LIST OF ILLUSTRATIONS
"Each year at the Feast of Lights ... she prayed"
"The man standing at the top of the tree was the long-lost brother"
"Again the cunning hare deceived the tiger"
"'I am nothing but a tortoise swimming in the lake'"
"On his way he saw what seemed to be a bed of flowers"

FOLK LORE STORIES
"A LAUNG KHIT."
O nce upon a time there was a woman who lived in the State of Lai Hka. She was a very pious woman and always gave the best rice and puc to the priests as they walked, rice chattie in hand, through the city in the early morning. Every year when the girls and boys went to the river and filled their chatties with water to throw over the pagodas and idols to insure a good rainy season and abundant crops, she always had the largest bucket of the clearest water and threw it higher than anybody else. She carried the sweetest flowers to the zayat every evening, and on worship days took rice in the prettiest of cups made of banana leaves and offered to the Gautamas in the idol-house.
But she was not happy. When her neighbors went to the pagodas they had their little ones tied upon their backs or running at their sides, but she had no child whom she could take with her, none to whom she could tell stories of the great Lord Sa Kyah who rules over the spirits in the hpea country, and so she was sad. She was getting old too, and often envied the women who lived near who had bright boys to run errands and girls to help in the house. Each year at the Feast of Lights, when she sent her little candle floating down the river, she prayed for a child, but in vain.
At last she made a pilgrimage to a pagoda where folks said was a parah who would give anything that was asked of him. Bright and early she set out, and on her head as an offering she carried an image of a tiger and one of a man, and when she arrived at the pagoda she offered the images and prayed for a son.
While she was praying at the pagoda, Lord Sa Kyah heard her, took pity on her, and promised her a son. But, alas! when he was born, to his mother's great sorrow, instead of being the beautiful boy she hoped for he was nothing but a frog.
Lord Sa Kyah in order to comfort her, however, told her that her son was really a great hpea, and that after one year and seven months he would change into the most handsome man in all the hill and water country.
All the women scoffed and made fun of the poor mother, and all through the village she was called Myeh Khit, or "Frog's Mother," but she bore their jeers in silence and never reviled in return.
"Each year at the Feast of Lights ... she prayed." Page 10. "Each year at the Feast of Lights ... she prayed." Page 10.
Now the king of the country had seven daughters. All were married except one, and one day Myeh Khit went to him to ask for this daughter in marriage for her son.

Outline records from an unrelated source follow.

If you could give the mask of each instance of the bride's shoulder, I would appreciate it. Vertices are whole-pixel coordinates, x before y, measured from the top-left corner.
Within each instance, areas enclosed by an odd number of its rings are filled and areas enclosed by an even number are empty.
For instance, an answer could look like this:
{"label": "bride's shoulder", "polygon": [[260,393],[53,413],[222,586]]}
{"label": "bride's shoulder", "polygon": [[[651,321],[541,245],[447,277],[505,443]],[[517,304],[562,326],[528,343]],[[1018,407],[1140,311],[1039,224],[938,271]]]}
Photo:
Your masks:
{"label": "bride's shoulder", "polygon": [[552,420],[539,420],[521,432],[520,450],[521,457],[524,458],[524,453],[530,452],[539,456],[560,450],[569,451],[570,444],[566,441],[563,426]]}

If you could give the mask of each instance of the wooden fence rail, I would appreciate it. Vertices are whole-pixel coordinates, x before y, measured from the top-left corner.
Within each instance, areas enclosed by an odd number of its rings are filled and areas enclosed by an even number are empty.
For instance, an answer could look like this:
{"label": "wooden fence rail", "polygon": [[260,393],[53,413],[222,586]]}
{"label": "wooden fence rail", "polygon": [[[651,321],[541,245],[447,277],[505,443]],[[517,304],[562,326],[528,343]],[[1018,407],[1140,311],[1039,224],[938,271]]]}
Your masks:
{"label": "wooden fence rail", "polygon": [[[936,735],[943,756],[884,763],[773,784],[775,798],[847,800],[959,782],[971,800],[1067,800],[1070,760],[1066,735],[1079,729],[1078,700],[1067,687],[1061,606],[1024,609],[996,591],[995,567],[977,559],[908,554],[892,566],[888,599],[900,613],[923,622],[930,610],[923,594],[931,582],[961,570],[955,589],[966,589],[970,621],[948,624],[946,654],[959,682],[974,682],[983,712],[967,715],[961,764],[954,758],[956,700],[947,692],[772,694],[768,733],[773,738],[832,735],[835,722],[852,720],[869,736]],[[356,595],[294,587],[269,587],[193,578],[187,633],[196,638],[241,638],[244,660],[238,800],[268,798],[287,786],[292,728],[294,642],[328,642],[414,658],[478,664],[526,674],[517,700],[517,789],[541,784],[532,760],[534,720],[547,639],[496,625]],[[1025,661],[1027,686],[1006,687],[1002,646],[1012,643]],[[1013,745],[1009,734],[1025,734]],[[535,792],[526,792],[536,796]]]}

The king was of course very angry that she should ask that his only remaining daughter should marry a frog, but he spoke deceitfully, called his daughter and asked her if she would be willing to accept a frog for a husband. Like a dutiful daughter she told him that she would "follow his words" and do as he wished, as she had no will apart from his.
The king then called the woman and said: "O woman, I will give my only remaining daughter to your son, but I make one stipulation. You must build a road, paved and properly built, from the market-place to my palace; the sides must be decorated with painted bamboos, and the work must be done within seven days or you shall die. Now go, and prepare for the work, and at the end of the seven days I will make ready the marriage feast for my daughter or order the executioner to take off your head."
In great distress Myeh Khit returned to her home and sat down on the floor of her house and wept. All day long she bewailed her hopeless condition. In vain her son asked her the cause of her sorrow. Afraid of grieving him she would not tell him; but at last when six out of the seven days had passed, and knowing the fate that awaited her on the morrow, she told him how she had gone to the king with her request, and the time being almost expired, that she must make ready to die on the morrow.